Application 16/264,867 is a continuation of application No. 15/367,326, filed on Dec. 2, 2016, granted, now 10,203,936.
Application 15/367,326 is a continuation of application No. 13/918,615, filed on Jun. 14, 2013, granted, now 9,542,462, issued on Jan. 10, 2017.
Claims priority of provisional application 61/659,731, filed on Jun. 14, 2012.
Int. Cl. G06F 8/30 (2018.01); G06F 16/25 (2019.01); G06F 8/41 (2018.01)

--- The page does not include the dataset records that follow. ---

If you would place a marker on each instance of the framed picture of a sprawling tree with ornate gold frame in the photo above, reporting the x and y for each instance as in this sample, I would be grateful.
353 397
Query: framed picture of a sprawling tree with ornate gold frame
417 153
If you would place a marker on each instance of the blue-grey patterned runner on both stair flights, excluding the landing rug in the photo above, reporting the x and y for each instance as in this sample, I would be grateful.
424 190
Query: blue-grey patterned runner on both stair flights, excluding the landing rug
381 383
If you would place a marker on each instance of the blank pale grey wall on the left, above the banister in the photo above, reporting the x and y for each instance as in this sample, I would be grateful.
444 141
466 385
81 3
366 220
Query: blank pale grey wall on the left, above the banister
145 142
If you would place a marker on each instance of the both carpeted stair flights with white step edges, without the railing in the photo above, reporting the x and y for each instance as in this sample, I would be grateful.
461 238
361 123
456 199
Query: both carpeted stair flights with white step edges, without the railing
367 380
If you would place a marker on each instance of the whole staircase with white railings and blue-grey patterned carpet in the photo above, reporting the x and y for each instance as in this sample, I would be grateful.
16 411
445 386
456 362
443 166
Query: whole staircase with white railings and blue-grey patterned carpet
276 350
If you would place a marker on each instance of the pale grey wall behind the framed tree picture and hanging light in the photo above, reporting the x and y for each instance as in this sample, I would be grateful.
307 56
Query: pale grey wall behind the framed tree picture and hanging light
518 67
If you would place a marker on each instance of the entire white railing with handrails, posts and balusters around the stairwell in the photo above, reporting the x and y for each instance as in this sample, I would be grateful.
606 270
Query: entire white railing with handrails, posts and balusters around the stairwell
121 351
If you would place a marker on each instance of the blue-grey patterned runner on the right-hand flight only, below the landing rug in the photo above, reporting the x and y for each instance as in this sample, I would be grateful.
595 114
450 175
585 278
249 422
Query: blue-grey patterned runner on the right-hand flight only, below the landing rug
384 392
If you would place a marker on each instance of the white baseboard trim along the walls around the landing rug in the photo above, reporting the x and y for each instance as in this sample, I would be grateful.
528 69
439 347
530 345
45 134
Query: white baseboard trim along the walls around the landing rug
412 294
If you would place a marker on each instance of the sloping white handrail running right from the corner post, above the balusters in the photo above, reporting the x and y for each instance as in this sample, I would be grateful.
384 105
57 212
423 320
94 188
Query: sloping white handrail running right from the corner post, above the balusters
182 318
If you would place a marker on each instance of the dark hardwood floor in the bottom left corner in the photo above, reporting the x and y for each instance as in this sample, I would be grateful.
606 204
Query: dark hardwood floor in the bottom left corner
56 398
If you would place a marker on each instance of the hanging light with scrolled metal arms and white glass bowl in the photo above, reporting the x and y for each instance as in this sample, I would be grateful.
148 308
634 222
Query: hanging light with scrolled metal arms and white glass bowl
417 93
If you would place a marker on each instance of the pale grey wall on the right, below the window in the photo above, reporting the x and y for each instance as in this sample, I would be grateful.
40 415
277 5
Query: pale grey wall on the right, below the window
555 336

CPC G06F 8/314 (2013.01) [G06F 8/443 (2013.01); G06F 8/4435 (2013.01); G06F 16/254 (2019.01); G06F 16/258 (2019.01)] 17 Claims
OG exemplary drawing
 
1. A computer-implemented method abstracting an implementation of parallel operations, the method comprising:
accessing, by one or more computers in communication with a distributed computing system, a parallel data collection class, wherein the parallel data collection class is configured to abstract away (i) details of how data is represented for the parallel data collection class and (ii) an implementation strategy fora set of parallel operations;
determining, by the one or more computers, an internal execution plan based on the set of parallel operations;
generating, by the one or more computers, a revised execution plan by integrating two or more parallel operations of the set of parallel operations together by:
applying one or more graph combination transformations that combine parallel operations of the set of parallel operations together into a smaller number of combined operations; or
applying one or more graph fusing transformations that fuse sequential parallel operations of the set of parallel operations together into a smaller number of fused operations;
determining, by the one or more computers, a total size of the set of parallel operations;
determining, by the one or more computers, whether the total size of the set of parallel operations satisfies a threshold;
when the total size of the set of parallel operations satisfies a threshold, executing, by the one or more computers, each parallel operation of the internal execution plan based on the implementation strategy; and
when the total size of the set of parallel operations fails to satisfy the threshold, causing, by the one or more computers, the distributed computing system to execute each parallel operation of the revised execution plan based on the implementation strategy.